This is terrible, Barlon, my sympathies. Usually the only looking after stingless hives require is not to be touched. And to be checked on occasionally. You could have hung them on a rope from a tree had you known what was going on with the chooks.
I also lost two stingless (T hockingsi) hives in the past week, but under much better circumstances. Mine have all been splits, and I'd promised one to a friend for pollination after her neighbour threatened my european bees. Seeing as european hives are worth $450 and a can of flyspray is $4.50, I moved them the day after he complained to the council. I reckon that you can hide stingless bees a lot more easily. So she collected it this week. The other was unexpected, a phone call from someone wanting to buy a hive. I didn't mean to sell one, but the trouble was who it was being given to. My landlord said that you couldn't find better people, and I know them to play the accordion and uke very well, and I sort of broke and now they have my other strongest hive.

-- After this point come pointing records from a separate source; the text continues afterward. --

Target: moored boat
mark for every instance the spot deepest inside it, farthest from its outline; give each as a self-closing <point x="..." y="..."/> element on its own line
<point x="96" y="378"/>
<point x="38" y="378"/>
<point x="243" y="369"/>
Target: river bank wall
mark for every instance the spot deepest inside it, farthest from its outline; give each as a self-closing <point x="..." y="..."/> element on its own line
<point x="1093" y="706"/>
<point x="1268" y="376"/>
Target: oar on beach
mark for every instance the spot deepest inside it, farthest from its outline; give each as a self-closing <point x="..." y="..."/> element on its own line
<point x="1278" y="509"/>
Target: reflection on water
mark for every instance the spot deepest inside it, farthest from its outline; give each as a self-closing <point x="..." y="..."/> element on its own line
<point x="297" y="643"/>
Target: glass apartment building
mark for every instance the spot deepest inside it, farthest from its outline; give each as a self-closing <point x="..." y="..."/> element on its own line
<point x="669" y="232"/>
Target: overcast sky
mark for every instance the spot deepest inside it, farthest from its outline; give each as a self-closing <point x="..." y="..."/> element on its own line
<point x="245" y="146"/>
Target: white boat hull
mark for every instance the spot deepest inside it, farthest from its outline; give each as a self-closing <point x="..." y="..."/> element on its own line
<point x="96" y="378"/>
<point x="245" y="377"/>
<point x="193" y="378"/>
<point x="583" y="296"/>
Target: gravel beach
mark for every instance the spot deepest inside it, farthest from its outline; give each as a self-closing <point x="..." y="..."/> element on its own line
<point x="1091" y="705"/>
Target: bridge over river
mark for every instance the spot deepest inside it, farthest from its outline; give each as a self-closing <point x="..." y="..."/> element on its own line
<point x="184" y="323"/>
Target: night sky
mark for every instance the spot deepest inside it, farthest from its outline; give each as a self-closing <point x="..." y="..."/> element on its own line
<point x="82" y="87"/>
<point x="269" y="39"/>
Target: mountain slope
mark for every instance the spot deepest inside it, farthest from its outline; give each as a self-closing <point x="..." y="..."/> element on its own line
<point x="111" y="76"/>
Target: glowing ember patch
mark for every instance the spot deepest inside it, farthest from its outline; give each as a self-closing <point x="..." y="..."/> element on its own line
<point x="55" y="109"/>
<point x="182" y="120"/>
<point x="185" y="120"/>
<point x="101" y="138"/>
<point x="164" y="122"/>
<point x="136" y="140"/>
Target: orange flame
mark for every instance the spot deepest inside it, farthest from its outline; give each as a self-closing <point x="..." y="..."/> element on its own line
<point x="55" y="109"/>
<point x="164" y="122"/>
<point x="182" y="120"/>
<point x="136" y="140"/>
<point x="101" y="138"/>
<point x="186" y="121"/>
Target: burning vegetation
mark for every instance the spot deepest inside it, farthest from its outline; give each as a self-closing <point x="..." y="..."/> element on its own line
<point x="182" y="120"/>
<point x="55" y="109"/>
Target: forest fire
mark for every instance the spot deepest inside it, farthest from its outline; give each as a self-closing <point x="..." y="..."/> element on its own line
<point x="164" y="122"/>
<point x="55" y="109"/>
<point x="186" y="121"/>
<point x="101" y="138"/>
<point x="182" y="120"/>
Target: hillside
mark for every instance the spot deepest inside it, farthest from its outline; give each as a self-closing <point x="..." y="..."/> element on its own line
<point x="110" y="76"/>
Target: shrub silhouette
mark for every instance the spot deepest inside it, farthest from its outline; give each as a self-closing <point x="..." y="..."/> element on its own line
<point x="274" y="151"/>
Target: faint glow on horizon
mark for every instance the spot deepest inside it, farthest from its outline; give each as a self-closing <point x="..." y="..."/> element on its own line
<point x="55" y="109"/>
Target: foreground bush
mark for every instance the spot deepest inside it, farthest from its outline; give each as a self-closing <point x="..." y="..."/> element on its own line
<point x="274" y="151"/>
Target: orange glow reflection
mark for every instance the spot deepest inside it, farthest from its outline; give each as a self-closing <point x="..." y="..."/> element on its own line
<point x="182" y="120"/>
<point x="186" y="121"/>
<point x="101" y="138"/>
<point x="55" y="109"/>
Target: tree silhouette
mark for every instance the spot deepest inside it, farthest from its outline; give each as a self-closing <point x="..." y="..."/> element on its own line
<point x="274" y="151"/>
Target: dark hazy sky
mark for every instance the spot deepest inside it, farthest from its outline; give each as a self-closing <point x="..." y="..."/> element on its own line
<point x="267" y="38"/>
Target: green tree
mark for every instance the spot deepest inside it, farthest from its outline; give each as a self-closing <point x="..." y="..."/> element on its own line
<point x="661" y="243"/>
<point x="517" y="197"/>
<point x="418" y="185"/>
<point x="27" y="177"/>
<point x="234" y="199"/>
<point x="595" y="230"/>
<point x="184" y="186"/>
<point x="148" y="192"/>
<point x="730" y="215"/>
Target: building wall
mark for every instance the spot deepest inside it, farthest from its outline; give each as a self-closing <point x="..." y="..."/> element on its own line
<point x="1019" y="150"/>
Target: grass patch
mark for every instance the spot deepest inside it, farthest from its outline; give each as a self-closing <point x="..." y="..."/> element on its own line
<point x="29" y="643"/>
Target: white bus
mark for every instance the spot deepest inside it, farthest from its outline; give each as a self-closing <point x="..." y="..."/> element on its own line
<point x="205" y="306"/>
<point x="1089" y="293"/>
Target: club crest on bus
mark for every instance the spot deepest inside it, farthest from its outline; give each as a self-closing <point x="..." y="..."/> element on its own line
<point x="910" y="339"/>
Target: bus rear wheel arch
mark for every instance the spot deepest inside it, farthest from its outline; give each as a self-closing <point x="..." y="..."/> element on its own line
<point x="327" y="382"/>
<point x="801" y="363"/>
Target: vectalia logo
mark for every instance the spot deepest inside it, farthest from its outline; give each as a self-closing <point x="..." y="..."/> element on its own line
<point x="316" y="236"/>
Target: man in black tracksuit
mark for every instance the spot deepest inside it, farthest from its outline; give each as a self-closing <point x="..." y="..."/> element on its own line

My two remaining are a bit weaker, but had plenty of brood when I inspected. They are in town where they do much better and where there is a cluster of hives nearby. I was paranoid yesterday evening though when I couldn't see a bee flying, guarding, or hear them, but old mate rang this morning and said the bees were buzzing in both hives. It must have been just too late when I saw them.
Thanks, Barlon, for your information and stories about your local little bees over there in the Territory, and I look forward to reading more progress reports (hopefully happier ones).